No, dipshit, that's not how physics works. Have you actually read A Brief History Of Time?

The Kzinti Lesson:

No matter how much science you put in your Science Fiction, there will Always be catgirls.

if dark energy is constantly injecting space in between everything y cant light energy be used to suck space out in front of you're ship and decrease the distance you need to travel

Dark energy ain't the opposite of light u dumbass.

no-one is saying you can't do an alcubierre drive.

just that, if it's used in a realistic setting, you'll never lose a lottery again.

Is this a troll post? Why would you recommend a history book when you're talking about physics?

Listen nigga, I you have literally faith in science but the speed of light is merely the fastest speed we've observed, it doesn't mean it's the possible faster speed that will ever be reachable.

I'm ; and you're the troll.

A Brief History Of Time was cutting edge 30 years ago. It's understandable that since I'm simplifying the hell out of math, there will be friendly fire.

Not sure whether the people who deny temporal cloning are for serious though. It's a bit of a given once you admit information transfer.

Think of the speed of light in vacuum as the bandwidth cap of the universe. Light happens to go that speed because that's the fastest anything can go.

Maybe he is pointing out that the book doesn't mention anyone with dozens of clones.

You mean that's because our current technology can only reac that maximum cap, likewise we can only observe a limited part of the particles that make universe and how they interact.

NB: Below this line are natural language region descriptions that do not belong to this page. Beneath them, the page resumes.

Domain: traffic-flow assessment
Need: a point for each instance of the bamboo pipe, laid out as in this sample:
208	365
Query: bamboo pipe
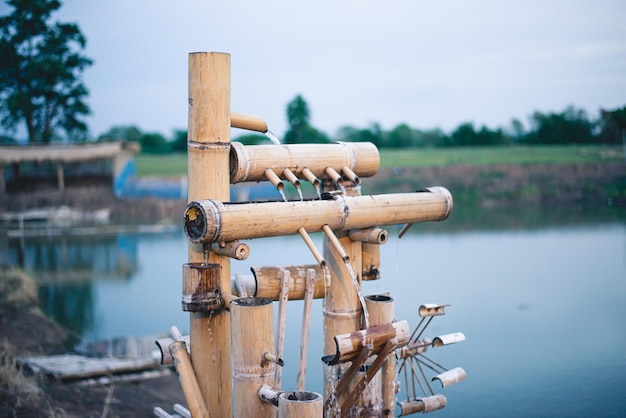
291	177
267	280
201	287
309	242
208	150
351	175
369	235
282	323
333	175
191	389
252	335
214	221
235	250
300	404
249	162
332	238
306	329
381	309
310	177
274	179
348	345
248	122
426	404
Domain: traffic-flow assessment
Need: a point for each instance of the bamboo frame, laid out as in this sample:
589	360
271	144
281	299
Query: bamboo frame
214	221
208	146
248	163
250	368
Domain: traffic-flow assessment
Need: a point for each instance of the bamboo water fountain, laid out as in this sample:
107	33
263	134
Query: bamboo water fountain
236	358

See it under another light, if you were to explain to a medieval man that you can easily split the atom he wouldn't believe it because they didn't even develop the instruments to observe atoms and of course our science is based around what we can actually observe and rules are made around that, that is to say that rules of physics are bound to change the more we discover like quantum physics throw out of the window "classic" physics.

>

Generally in science you know or suspect something is possible long before you do it. We knew fission was possible before nukes. Everything we know about information transfer and physics in general says "you can't do this" when we look at FTL.

There are many people pursuing theories to get to a FTL drive, mostly they just end up with the conclusion that we don't have yet the tech to build such a thing.